# Any Choptank news?



## Brackish Boy (May 3, 2001)

I know that the consensus is that it is too early for the Choptank pier, but since it's my favorite, I am curious if anyone has heard any reports? Also, I'm guessing that the fishing will not get hot there until particularly late in the year this year because of all the rain, and thus the sailinity of the river will be real low. Or is that really the issue?


----------



## pan0k (Aug 27, 2002)

Been there on the 19th (When the Stripper season open.) Was there with 2 buddies at around 11AM. Surprising nobody was on the pier. The only thing we caught was weakfish on squid. Later on in the day people start showing up. Some caught stripper on bloodworm, unfortunately, it wasn't us.  But overall it was a fun day for me.


----------



## BigJeff823 (Oct 14, 2002)

I catch Strippers on dollar bills,   Just Joking.A weakfish was caught down there;Thats amazing.What did it look like,any size.


----------



## gwaud (Apr 14, 2003)

Rumor has it that the white perch and some croakers are being caught on bloodworms.

Hope this helps


----------



## Manayunk Jake (Oct 3, 2001)

Greetings All!

Did someone mention the 'Tank? Should be white perch and catfish hitting right now. Try getting a container of crab aprons from Kools for catfish bait. Perch fillets will work, too.

I recently received a ten year old collection of Fisherman Magazine articles on the Chesapeake Bay area. Interestingly enough, a couple of the articles mention fishing for spotted seatrout in the Choptank and Honga Rivers in the Spring. Seems back then rock were scarce (remember the moratorium?), and a lot of guys turned to other species. Spotted trout were pretty popular, and the "weakies" caught off the bridge/pier may have been spotted trout.
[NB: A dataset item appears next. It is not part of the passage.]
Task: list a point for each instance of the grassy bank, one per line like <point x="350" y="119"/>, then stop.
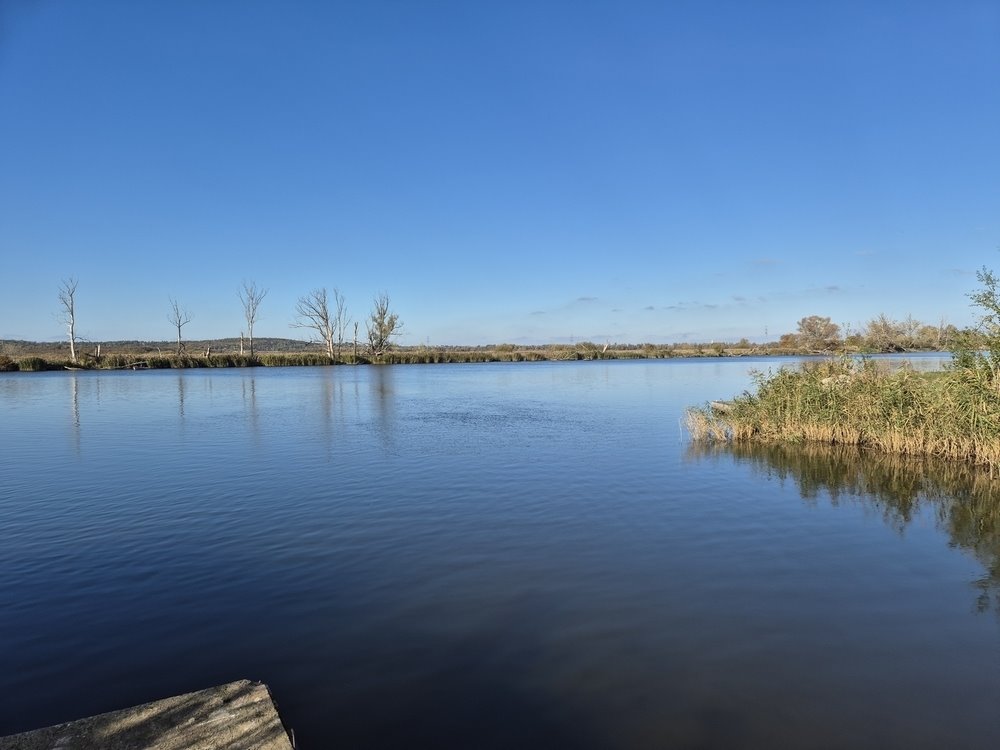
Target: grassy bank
<point x="953" y="414"/>
<point x="29" y="357"/>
There are also articles on red and black drum, and lots of articles on big blues that seemed to fill the void left by the depleted rockfish. Interesting reading, if only from an anecdotal standpoint...


----------



## BigJeff823 (Oct 14, 2002)

I caught a 4.08lb Speck years ago in a creek around Crisfield while my dad and his buddy were catching White Perch.It was caught on some Bass Assasin looking thing.It still could of been a Weakfish;eventhough they have Specks down there too along with Puppy Drum.


----------



## Brackish Boy (May 3, 2001)

Any predictions when the croakers and other saltwater fish will start hitting on the Tank this year?


----------



## Sandcrab (Mar 20, 2002)

I think we got us a lot of Sandbaggers! Last Saturday I counted over 30 people fishing the pier when I returned from Crisfield. Lots of rods out in the water - yet no posts on what's happening at the Tank. Come on - start posting...


----------



## Skate_Magnet (Sep 24, 2002)

I am curious and want to know, how's the Choptank Pier's salinity compares to SPSP's salinity under normal condition?


----------



## Jaefish (Jul 1, 2002)

Yesterday(May 1) I was there with my friend. I saw several people fishing too. Everyone got thier limit of croker. I also caught a lot of crocker but only keep 5. I caught two rocks(17 inch) and bunch of perches(I released all of them). bloodworm. Hand tying Hi-Lo righ.
We fished from 8:00 to 11:00 PM. The people there from earlier told me that day fishing was also good as night fishing.
Every year, I think this is the one of best time in choptank. Many people overlook this place in this season. So you can fish any spot you want, no tangle, calm and planty of parking space, etc.


----------



## pan0k (Aug 27, 2002)

> HaPPyPapPy832443 I catch Strippers on dollar bills, Just Joking.A weakfish was caught down there;Thats amazing.What did it look like,any size.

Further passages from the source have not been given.